СОЗДАЮЩИЙ РАКЕТЫ — СЛУЖИЛ В РЖЕВЕ
Меня, как и многих людей, поразила часть речи Президента России Владимира Путина с ежегодным посланием о новых типах вооружения: это гиперзвуковой блок «Авангард», ракетная система «Кинжал» и другие крылатые ракеты сверхбольшой дальности с ядерно-энергетической установкой.
Я и представить не мог, что к этому вооружению имеет прямое отношение мой армейский друг и сослуживец Герман Беляков.

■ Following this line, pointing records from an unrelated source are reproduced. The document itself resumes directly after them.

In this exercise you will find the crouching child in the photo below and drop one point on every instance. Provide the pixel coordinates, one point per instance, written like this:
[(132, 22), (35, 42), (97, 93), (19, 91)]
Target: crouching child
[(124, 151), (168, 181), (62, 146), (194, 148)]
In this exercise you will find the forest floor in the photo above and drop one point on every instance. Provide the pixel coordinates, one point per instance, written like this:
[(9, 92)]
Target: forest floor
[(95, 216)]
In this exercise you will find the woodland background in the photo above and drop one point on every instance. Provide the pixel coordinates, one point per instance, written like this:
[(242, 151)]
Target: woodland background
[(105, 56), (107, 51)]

С Герой я дружил около двух лет. Мы ходили с ним на собрания литературного объединения, которые в то время вёл сотрудник ржевской редакции Вениамин Франтов. Гера писал стихи, опубликовал в газете:
Мне есть о чём и думать, и писать,
Не разводить же на листе проталины,
Когда себя приходится «тесать»,
Ремень потуже затянув на талии.
И палец под ремень не подпустить,
Идти не так, как хочется, а в ногу,
Я даже в одиночестве грустить,
Признаться, отучаюсь понемногу…
— Есть у вас ещё стихи о воинской службе? — спросил у Белякова редактор Сергей Иванович Богданов.
— Есть наброски. На днях у нас закончились окружные учения ПВО. Что получилось, судить вам:
Меня ко сну огни ночные клонят.
Ребята понимают — новичок.
Мерцает высоко на небосклоне
Подвижный реактивный светлячок.
… Его мы ждём, он всё ещё в полёте.
И будем ждать, покамест он в пути,
Покамест на последнем самолёте
С востока к нам рассвет не прилетит.
Последние две строчки понравились редактору. Оба листочка со стихами он тут же передал ответственному секретарю редакции.

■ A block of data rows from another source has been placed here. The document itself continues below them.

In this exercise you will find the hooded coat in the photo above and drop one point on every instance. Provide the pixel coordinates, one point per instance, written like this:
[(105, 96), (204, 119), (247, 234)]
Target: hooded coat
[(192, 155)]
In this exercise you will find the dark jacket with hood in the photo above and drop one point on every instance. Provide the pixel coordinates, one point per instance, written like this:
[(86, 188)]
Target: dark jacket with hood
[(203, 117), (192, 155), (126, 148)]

Герман приходил на собрания литобъединения один. Там ждали его стихи. Их брали в набор — мои бросали в корзину.
Беляков призывался в армию из Москвы. После школы учился в МАИ, со второго курса был призван в армию. В военкомат обратился сам: «Мне это нужно, — сказал он. — Мужчина обязан служить. А мне уроки службы пригодятся в моей будущей профессии». Так он оказался в Ржеве.
В нашей воинской части была отличная библиотека. Там мы и познакомились. Герман всё свободное от службы время писал, выписывал из книг, чертил
какие-то схемы в блокноте. Его интересовала литература по самолётостроению, космонавтике. И писал стихи:
Её полюбить…
Полюбить и признать:
Убога она,
Хотя и от Бога.
И можно умом Россию понять,
Да только ума надо много.
Я помню его последнее боевое дежурство, после которого Герман зашёл ко мне в подразделение:
— Шаповалыч (почему-то он меня так называл), меня отзывают в Москву, служить буду в Щёлкове, — сказал он. — Я буду писать. Присылать стихи.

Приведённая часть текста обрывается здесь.